MILANO, REGALA PANETTONI AI CLOCHARD IN PIAZZA DUOMO. IL BENEFATTORE ANONIMO: “SO COME CI SI SENTE”
L’UOMO E’ UN SESSANTENNE DELLA BERGAMASCA: “NON MI DO PACE PER NON ESSERE RIUSCITO AD ACCONTENTARE TUTTI”
La notte dell’Immacolata, 8 dicembre, è salito in macchina e ha parcheggiato in zona Loreto. Poi ha percorso alcuni chilometri a piedi per arrivare in Piazza Duomo e regalare diversi panettoni ai clochard accampati tra i marciapiedi. Il benefattore, che preferisce rimanere anonimo, è un sessantenne della Bergamasca. Che, intervistato dal Corriere, spiega le ragioni del suo gesto: «Vengo da una famiglia povera, so come ci si sente».
La storia
«Non voglio essere frainteso, che chi mi conosce possa pensare al mio gesto come a un modo per farmi pubblicità». Per questo l’uomo preferisce non rilevare la sua identità anche perché gli basta l’azione caritatevole che ha compiuto. «Una persona normale, che vive del suo lavoro», si definisce. Quindi non benestante: «Papà operaio, mamma casalinga e quattro figli da sfamare e crescere, dei quali io sono il più grande. Nel 1977 desideravo fare una vacanza. Ma non c’erano soldi in casa. E allora sono partito insieme a un amico facendo l’autostop.

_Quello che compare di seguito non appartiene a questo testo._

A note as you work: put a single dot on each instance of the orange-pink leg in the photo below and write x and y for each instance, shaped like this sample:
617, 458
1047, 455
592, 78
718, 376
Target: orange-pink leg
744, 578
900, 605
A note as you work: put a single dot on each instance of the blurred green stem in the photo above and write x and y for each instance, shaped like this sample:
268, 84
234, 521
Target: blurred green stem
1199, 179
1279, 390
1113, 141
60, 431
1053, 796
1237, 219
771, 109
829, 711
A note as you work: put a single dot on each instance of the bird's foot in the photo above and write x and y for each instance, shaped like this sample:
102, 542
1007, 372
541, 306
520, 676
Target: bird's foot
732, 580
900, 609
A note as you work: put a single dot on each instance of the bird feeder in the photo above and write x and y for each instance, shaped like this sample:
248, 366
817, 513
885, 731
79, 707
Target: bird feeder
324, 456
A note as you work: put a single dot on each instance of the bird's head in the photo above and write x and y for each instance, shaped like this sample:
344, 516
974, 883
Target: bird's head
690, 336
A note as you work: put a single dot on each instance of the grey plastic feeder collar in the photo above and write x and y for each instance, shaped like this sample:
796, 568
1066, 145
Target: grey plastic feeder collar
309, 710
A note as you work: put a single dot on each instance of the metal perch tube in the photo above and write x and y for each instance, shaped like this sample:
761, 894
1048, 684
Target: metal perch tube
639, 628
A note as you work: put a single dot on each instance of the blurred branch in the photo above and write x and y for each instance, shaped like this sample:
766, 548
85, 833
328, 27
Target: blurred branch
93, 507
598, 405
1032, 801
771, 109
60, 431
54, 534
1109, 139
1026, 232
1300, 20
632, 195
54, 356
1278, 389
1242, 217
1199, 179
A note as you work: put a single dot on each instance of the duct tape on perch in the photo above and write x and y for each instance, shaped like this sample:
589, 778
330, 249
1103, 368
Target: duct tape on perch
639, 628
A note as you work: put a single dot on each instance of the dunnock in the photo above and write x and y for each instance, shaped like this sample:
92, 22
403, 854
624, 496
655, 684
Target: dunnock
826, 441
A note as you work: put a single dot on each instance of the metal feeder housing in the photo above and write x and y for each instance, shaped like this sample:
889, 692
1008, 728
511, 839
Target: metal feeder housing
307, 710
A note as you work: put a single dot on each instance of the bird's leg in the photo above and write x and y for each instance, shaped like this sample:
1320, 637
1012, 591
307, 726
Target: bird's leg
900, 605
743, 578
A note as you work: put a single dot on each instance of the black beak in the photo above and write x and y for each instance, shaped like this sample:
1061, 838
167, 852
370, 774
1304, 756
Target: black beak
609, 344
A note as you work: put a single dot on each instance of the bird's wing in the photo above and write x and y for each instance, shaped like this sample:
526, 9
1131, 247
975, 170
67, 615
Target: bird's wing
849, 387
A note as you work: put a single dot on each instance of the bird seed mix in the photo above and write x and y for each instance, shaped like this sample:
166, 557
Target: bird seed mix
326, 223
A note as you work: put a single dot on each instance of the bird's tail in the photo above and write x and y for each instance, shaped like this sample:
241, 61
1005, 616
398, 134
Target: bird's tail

Per dieci giorni abbiamo dormito all’aperto, sulle panchine. Una volta addirittura, a Siena, sul palco dove avveniva la premiazione della contrada vincitrice del palio. La mattina presto ci cacciarono con i bastoni. Eravamo gli sfigati. Per avere i soldi per mangiare facevamo i braccialettini intrecciando fili di rame. Facendo quell’esperienza, ho capito cosa significa vivere per strada. E ho sempre avuto rispetto per chi è debole perché pure io sono stato molto debole». Da anni gli piace trascorrere l’8 dicembre in Piazza Duomo: «Mi piace ammirare l’albero», dice. In passato si era limitato a fare l’elemosina, ma nel 2019 aveva anche aiutato a servire un pranzo per gli ospiti della Comunità Sant’Egidio.
Il rammarico: «Non ho potuto accontentare tutti»
«Non mi do pace per non essere riuscito ad accontentare tutti», si rammarica l’uomo. Che però promette che il prossimo anno si organizzerà meglio: «Chiederò un aiuto per poter portare più panettoni possibile». Ha un figlio di vent’anni, ma non vuole che l’iniziativa si trasformi in qualcosa di familiare: «L’importante è che lui abbia capito il valore del donare».
I due mondi
I senzatetto vivono nel salotto milanese tra l’albero di Dior e la Galleria, poi sotto i portici davanti alle vetrine di lusso: «Ti rendi conto che ci sono due mondi, quello del giorno, dove dominano la frenesia, il consumismo, con i senzatetto che sono invisibili. E quello della notte, dove vedi ciò che è reale. Alle 7 devono sbaraccare perché la loro presenza toglie decoro alla zona. Se entri nelle viette, al buio, ne trovi altri. Erano tutti copertissimi, non ho visto i loro volti. C’erano tre tende. Colpisce sapere che, nel periodo più festoso dell’anno, sono soli». Il significato del suo gesto sta tutto in queste parole: «Sabato sera mi sentivo come un bambino che freme perché aspetta Santa Lucia. Donare ti arricchisce. E poi non ho fatto niente di esagerato».